★★★「かわいいは作れる」を地で行く男の娘

キモオタが女装する話だと思っていた。全然違った。主人公は同性愛に寛容なだけのノンケだし、気持ち悪いとかドギツイ表現はないから、男でも抵抗なく読める。反対に腐っている方には物足りないかもしれない。
とても読みやすい文だ。基本をきっちり押さえていて、表現にも引っ掛かるところがない。
タイトルに偽りあり。おめでとうは自虐だとしても、進化はしていない。最初から完璧な女子。生物学的な女は女だってことにあぐらをかいているから、造られた女の方がよっぽど努力していて女子力があるとは聞いたことがあるけど、それにしても女子力が高すぎる。二重人格なんじゃないかと思うくらいに使い分けているのがすごい。
彼女は男女問わず好かれていき、色々と大変な目に逢う。せめて男に対してはもっと気をつけるべきではないのだろうか。自分が男なんだからどういう態度がまずいかはわかるだろうに。その鈍感さこそが主人公足らしめているのだが。

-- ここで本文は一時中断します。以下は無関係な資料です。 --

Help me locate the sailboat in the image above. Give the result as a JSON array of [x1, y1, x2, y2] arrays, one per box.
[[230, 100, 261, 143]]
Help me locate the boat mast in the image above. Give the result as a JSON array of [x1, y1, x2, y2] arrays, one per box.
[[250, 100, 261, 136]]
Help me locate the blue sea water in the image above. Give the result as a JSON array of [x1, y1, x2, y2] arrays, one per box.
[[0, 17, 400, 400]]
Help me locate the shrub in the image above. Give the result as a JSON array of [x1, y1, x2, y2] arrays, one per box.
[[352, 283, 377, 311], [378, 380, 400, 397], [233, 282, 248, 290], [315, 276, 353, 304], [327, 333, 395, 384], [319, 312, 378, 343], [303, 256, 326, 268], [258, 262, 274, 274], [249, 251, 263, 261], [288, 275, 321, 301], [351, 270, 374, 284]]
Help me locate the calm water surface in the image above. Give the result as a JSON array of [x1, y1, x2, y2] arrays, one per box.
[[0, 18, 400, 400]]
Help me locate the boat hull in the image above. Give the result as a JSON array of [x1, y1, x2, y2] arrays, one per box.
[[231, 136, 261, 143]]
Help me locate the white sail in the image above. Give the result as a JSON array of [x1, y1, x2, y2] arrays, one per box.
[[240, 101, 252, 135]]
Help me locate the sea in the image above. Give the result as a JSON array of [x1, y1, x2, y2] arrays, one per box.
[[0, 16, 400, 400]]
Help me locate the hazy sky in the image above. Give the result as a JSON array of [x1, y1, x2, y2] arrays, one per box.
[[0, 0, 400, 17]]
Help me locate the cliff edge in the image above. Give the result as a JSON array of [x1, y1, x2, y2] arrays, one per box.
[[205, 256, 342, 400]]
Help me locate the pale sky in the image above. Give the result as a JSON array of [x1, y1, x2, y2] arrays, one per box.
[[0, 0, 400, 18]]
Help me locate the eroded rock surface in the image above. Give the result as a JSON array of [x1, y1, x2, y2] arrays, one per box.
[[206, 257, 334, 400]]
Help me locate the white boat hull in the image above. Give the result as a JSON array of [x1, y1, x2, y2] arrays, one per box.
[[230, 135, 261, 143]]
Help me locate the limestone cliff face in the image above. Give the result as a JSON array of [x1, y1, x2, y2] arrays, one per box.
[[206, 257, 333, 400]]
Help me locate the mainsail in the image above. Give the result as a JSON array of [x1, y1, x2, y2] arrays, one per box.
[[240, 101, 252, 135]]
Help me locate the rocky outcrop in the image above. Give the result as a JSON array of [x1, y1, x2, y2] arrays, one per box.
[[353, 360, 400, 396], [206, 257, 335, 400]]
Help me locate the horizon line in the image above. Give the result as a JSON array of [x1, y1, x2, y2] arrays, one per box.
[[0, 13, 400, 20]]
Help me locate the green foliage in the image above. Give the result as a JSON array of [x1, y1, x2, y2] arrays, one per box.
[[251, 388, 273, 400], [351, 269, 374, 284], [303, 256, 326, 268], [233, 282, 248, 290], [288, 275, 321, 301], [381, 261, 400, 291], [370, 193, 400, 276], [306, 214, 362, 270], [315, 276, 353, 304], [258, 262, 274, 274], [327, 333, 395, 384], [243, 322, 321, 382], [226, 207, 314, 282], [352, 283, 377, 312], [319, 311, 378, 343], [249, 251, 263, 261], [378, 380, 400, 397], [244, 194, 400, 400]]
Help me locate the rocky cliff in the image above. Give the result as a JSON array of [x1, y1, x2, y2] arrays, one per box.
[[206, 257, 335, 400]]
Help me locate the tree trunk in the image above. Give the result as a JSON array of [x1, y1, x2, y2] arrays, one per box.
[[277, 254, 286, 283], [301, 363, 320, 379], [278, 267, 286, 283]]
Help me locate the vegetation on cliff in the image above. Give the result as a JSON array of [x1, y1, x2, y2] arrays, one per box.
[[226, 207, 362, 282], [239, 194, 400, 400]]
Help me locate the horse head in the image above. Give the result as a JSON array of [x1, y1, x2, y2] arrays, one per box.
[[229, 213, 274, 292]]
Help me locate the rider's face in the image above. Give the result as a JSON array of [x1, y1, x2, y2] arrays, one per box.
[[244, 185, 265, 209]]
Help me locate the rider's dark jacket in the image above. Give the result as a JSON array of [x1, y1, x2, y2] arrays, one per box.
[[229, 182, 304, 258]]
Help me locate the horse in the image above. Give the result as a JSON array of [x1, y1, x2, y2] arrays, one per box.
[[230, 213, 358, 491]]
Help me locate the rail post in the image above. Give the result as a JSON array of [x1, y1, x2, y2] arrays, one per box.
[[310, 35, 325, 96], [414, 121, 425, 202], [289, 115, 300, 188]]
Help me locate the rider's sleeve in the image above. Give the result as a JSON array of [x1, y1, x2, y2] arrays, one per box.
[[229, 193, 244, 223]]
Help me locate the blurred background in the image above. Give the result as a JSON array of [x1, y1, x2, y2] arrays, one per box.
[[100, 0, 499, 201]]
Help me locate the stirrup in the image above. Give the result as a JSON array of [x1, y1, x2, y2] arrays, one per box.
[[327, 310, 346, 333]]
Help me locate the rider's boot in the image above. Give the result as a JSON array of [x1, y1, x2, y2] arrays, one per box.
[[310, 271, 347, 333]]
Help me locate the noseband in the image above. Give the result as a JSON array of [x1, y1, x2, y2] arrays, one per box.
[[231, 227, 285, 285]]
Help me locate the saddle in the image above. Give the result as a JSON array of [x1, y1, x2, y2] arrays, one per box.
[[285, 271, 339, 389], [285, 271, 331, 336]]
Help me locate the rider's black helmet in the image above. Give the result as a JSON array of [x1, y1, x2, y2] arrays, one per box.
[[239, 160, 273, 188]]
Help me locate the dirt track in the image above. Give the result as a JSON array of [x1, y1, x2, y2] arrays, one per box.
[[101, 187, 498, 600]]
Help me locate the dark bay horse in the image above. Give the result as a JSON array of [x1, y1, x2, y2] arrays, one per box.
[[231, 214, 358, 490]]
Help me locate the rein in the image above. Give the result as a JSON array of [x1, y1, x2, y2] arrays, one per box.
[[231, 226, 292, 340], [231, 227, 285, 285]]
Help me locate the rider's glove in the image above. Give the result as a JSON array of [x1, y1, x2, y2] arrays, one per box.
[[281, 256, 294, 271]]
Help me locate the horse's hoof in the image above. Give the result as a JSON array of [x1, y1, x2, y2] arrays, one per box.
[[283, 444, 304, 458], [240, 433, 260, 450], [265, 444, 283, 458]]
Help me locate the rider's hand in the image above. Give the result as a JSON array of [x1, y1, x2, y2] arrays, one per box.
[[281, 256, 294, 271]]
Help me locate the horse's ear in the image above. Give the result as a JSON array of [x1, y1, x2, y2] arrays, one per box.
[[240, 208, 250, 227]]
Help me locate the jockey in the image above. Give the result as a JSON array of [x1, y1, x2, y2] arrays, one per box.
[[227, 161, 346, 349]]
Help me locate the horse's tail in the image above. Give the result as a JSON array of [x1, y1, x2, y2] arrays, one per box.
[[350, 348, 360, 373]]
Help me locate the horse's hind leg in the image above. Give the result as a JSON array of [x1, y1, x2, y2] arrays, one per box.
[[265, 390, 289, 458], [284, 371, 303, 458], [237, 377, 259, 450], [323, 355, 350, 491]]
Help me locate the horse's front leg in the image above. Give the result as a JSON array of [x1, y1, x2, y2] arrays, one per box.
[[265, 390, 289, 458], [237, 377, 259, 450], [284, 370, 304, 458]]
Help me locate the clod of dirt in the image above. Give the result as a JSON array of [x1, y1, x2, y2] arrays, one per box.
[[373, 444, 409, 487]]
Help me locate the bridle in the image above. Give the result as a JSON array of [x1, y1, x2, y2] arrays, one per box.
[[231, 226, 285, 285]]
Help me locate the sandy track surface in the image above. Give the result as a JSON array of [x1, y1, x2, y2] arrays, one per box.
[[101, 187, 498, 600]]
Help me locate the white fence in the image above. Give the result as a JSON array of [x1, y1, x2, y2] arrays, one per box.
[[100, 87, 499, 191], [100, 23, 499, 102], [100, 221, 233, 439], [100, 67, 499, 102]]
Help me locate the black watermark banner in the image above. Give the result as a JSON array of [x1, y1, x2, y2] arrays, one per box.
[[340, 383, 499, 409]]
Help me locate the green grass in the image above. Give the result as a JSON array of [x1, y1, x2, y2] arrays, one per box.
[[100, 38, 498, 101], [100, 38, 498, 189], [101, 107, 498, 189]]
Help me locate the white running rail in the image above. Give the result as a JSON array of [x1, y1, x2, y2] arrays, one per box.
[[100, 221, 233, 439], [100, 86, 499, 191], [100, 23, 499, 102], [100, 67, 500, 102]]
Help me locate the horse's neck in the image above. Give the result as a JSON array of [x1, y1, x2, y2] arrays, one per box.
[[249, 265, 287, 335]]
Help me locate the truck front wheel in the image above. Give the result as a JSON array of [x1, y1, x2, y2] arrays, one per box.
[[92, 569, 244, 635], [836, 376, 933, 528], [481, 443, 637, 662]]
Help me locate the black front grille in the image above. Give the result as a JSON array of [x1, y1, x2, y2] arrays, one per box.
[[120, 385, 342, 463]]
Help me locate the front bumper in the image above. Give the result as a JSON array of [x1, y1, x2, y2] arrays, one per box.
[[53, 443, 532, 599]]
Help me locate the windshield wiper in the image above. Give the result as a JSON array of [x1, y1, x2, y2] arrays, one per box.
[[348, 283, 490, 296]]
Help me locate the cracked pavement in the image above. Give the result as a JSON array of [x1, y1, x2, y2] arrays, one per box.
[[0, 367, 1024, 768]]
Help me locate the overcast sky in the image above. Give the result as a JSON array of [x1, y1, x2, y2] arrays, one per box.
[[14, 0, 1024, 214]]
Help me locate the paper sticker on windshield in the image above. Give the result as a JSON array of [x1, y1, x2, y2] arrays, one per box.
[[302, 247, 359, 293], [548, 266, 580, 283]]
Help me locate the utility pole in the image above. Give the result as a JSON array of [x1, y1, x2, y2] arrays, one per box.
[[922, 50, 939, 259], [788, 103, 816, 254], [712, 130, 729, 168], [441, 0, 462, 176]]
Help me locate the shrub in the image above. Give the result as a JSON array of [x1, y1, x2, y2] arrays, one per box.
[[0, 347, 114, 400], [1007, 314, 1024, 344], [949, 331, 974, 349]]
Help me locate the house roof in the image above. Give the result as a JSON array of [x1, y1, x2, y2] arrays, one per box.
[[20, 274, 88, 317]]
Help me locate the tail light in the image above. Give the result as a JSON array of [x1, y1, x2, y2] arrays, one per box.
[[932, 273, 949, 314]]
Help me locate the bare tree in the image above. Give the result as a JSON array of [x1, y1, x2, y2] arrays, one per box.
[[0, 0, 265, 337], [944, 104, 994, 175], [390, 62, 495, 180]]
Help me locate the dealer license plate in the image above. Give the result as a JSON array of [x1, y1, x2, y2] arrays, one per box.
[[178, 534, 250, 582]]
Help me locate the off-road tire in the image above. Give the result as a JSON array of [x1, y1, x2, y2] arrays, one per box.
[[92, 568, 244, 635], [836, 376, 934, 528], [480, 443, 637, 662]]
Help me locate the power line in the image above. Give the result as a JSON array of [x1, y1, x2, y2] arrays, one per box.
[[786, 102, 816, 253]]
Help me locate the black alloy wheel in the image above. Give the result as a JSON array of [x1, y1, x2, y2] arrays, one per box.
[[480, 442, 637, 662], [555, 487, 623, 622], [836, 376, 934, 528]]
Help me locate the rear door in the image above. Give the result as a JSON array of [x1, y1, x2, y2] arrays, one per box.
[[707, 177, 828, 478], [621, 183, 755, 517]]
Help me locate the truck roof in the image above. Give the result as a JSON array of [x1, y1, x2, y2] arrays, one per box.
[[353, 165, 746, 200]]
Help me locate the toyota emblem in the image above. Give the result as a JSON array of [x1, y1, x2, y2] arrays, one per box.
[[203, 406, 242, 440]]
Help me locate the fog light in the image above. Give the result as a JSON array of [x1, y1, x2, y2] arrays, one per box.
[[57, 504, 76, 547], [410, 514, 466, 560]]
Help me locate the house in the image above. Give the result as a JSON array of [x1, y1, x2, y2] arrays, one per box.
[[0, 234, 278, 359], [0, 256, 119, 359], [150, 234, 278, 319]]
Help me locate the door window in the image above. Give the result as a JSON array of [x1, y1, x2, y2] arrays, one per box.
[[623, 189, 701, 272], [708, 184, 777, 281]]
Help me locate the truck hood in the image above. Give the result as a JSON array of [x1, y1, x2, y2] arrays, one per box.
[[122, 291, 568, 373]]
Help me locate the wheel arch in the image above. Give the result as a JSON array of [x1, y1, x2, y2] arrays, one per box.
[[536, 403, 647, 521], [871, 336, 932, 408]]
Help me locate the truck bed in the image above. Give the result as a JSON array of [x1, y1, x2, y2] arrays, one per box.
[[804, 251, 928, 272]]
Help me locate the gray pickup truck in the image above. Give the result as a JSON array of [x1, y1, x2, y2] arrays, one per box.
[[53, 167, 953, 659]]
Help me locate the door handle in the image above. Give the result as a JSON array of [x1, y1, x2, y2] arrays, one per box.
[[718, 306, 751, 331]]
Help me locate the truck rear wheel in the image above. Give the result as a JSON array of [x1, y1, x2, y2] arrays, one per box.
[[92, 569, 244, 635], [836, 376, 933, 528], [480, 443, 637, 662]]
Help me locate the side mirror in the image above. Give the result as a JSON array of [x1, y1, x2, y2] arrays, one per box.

花やしきのデートが楽しそうだった。両方とも爆ぜろと思った。
続と続々があるらしい。「彼」よりも「彼女」の存在感の方が大きくなってしまった主人公に、今後どんな試練が待ち受けているのか楽しみだ。そして「彼」としてでも「彼女」としてでもいいから、主人公にも恋愛をさせてあげてほしい。
コンテスト受賞作は伊達ではない。書籍化されるのにも納得だ。